SK Hynix (000660 KS) is part of a global oligopoly in DRAM memory alongside Samsung Electronics and Micron. This cyclical market has historically exhibited both demand and price volatility, but we believe it is in the early innings of de-commoditization. AI workloads have been driving substantial growth in high bandwidth memory (“HBM”) where Hynix is the market leader with over 50% market share. Unlike traditional commodity DDRx DRAM, HBM exhibits greater elements of differentiation and design cycle stickiness which we believe will both enhance through-cycle returns as well as dampen earnings volatility for the industry. Since the beginning of the AI buildout two years ago, HBM bits have been substantially outgrowing GPU units. Despite this growth, AI compute today, in particular inference, continues to be memory constrained, and we expect HBM volumes to continue to outgrow AI XPUs for the foreseeable future. Looking forward to upcoming GPU and ASIC designs, we see larger processors being developed to pack more HBM onto each XPU’s expanded shoreline.

Because of its complexity, HBM carries a 4-5x premium over traditional DDRx DRAM pricing. Therefore, while HBM made up just ~5% of industry bits in 2024, it already accounted for ~20% of DRAM industry revenue. As the market leader, Hynix is overexposed to HBM, where the product contributed to 8% of the company’s DRAM bits but nearly 30% of DRAM revenue last year. The HBM mix continues to grow for Hynix, and as of 2Q25 HBM made up 14% of DRAM bits and over 40% of DRAM revenue.
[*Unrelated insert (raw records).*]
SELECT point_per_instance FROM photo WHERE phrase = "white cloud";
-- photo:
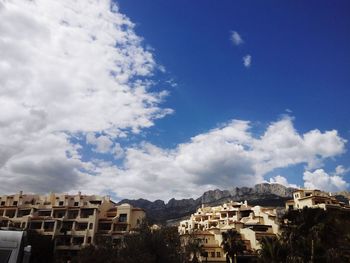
(247, 60)
(118, 151)
(236, 38)
(278, 179)
(341, 170)
(102, 143)
(68, 68)
(220, 158)
(319, 179)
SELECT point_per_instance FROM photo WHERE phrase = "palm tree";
(194, 247)
(272, 250)
(232, 244)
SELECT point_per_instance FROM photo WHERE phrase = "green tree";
(232, 244)
(193, 247)
(272, 251)
(310, 235)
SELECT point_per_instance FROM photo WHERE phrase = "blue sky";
(300, 64)
(152, 99)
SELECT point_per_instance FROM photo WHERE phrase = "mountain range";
(264, 194)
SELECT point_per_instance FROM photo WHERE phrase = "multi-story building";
(72, 221)
(208, 224)
(314, 199)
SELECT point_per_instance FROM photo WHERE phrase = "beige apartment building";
(314, 199)
(208, 224)
(72, 221)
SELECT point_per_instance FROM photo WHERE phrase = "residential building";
(314, 199)
(72, 221)
(208, 224)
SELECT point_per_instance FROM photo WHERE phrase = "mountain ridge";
(264, 194)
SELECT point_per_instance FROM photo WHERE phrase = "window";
(5, 255)
(123, 217)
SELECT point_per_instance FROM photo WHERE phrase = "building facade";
(208, 224)
(72, 221)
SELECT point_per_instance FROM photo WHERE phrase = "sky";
(159, 99)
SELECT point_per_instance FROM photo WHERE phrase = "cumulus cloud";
(68, 68)
(247, 60)
(102, 143)
(236, 38)
(279, 179)
(319, 179)
(230, 155)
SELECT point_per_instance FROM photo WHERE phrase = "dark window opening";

At the same time, complexity for HBM continues to rise as we transition from HBM3e this year and to HBM4 next year, which will provide inflationary ASP pressure offsetting legacy product price declines. In addition, and in spite of growing fears around Samsung’s resurgence in the HBM market, we believe the growing HBM complexity will widen Hynix’s lead over its competitors.

Ebara

Ebara (6361 JP) has a history in Fluid Machinery, selling standard pumps for water and sewage applications into buildings and custom pumps and compressors into energy and power markets. Today, more than half of the company’s profit comes from products serving the semiconductor industry. Ebara is a leading supplier of semiconductor production equipment, with the chemical mechanical planarization ("CMP") tool as its primary product line. CMP tools polish wafers in order to guarantee structural uniformity throughout the manufacturing process. As nodes get smaller and gate structures more complex, CMP intensity is rising, with a particularly sharp rise in N3 to N2 given the introduction of new structures like gate all around and backside power.

CMP is also a major beneficiary of the advanced packaging structures critical in AI semiconductors across both logic and memory, spanning from CoWoS to HBM and in particular 3D / hybrid bonded structures, where increased planarity and uniformity requirements drive a meaningful increase in CMP steps, complexity and process time. In our estimation, this makes CMP a relative AI winner within the Semiconductor Production Equipment space. In the near future, we see several AI XPUs as well as HBM adopting hybrid bonded structures, and Ebara would stand to substantially benefit. The CMP market has been a duopoly between Applied Materials and Ebara, with Ebara specializing in metal CMP while Applied Materials specializes in oxide CMP. As metal layers, where we feel Ebara excels, increase in importance for said structures, we see an opportunity for Ebara to gain share from Applied Materials.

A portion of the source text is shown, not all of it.